The Government, the power industry and the academic community seriously underestimated the potential risks. The timing of the near nuclear disaster at Fukushima Daiichi could not have been more appropriate.
In only a few weeks the world will mark the 25th anniversary of the worst nuclear plant disaster to affect our planet - Chernobyl in Ukraine. A major core meltdown released a deadly cloud of radioactive material over Europe and gave the name Chernobyl a terrible resonance.
It is clear that the name Fukushima came perilously close to achieving similar notoriety.
However the real embarrassment for the Japanese Government is not so much the nature of the accident as the fact it is clear authorities were warned long ago about the risks of building nuclear plants in areas of intense seismic activity.
Several years ago, seismologist Ishibashi Katsuhiko warned such an accident was highly likely to occur. Nuclear power plants in Japan have a "fundamental vulnerability" to major earthquakes, Katsuhiko said in 2007.
The Government, the power industry and the academic community seriously underestimated the potential risks posed by major quakes.

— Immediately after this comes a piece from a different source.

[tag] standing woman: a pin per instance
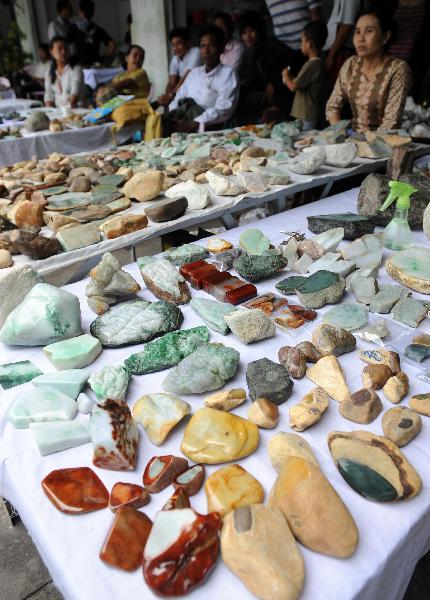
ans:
(64, 81)
(374, 84)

Katsuhiko, a professor of urban safety at Kobe University, has highlighted three incidents at reactors between 2005 and 2007.
Atomic plants at Onagawa, Shika and Kashiwazaki-Kariwa were struck by earthquakes that triggered tremors stronger than those the reactor had been designed to survive.
In the case of the incident at the Kashiwazaki reactor in northwestern Japan, a 6.8-scale earthquake on July 16, 2007, set off a fire that blazed for two hours and allowed radioactive water to leak from the plant.
No action was taken in the wake of any of these incidents, despite Katsuhiko's warning that the nation's reactors had "fatal flaws" in their design.
Japan is the world's third largest nuclear power user, with 53 reactors that provide 34.5 per cent of its electricity, and there are plans to increase provision to 50 per cent by 2030.
But its nuclear industry is bedevilled with controversy. In 2002 the president of the country's largest power utility was forced to resign after he and other senior officials were suspected of falsifying plant safety records. Nor is the nature of its reactor planning inducing much comfort.
The trouble is, says Katsuhiko, that Japan began building up its atomic energy system 40 years ago, when seismic activity in the country was comparatively low. This affected the designs of plants which were not built to high enough standards, the seismologist argues.
Since then, Japan has experienced more serious quakes as tension has built up on tectonic plates, culminating in Friday's devastating earthquake, the worst in Japan for more than 100 years. The result was an incident that came perilously close to triggering a nuclear meltdown.
Starved of coolant, the reactor would have heated up dangerously until its fuel rods melted and released a cloud of highly radioactive material.
Not surprisingly, the International Atomic Energy Agency is urgently seeking details of what happened at Fukushima. The rest of the world - which includes many countries that are preparing significant nuclear expansion plans - will be looking very closely at what it finds.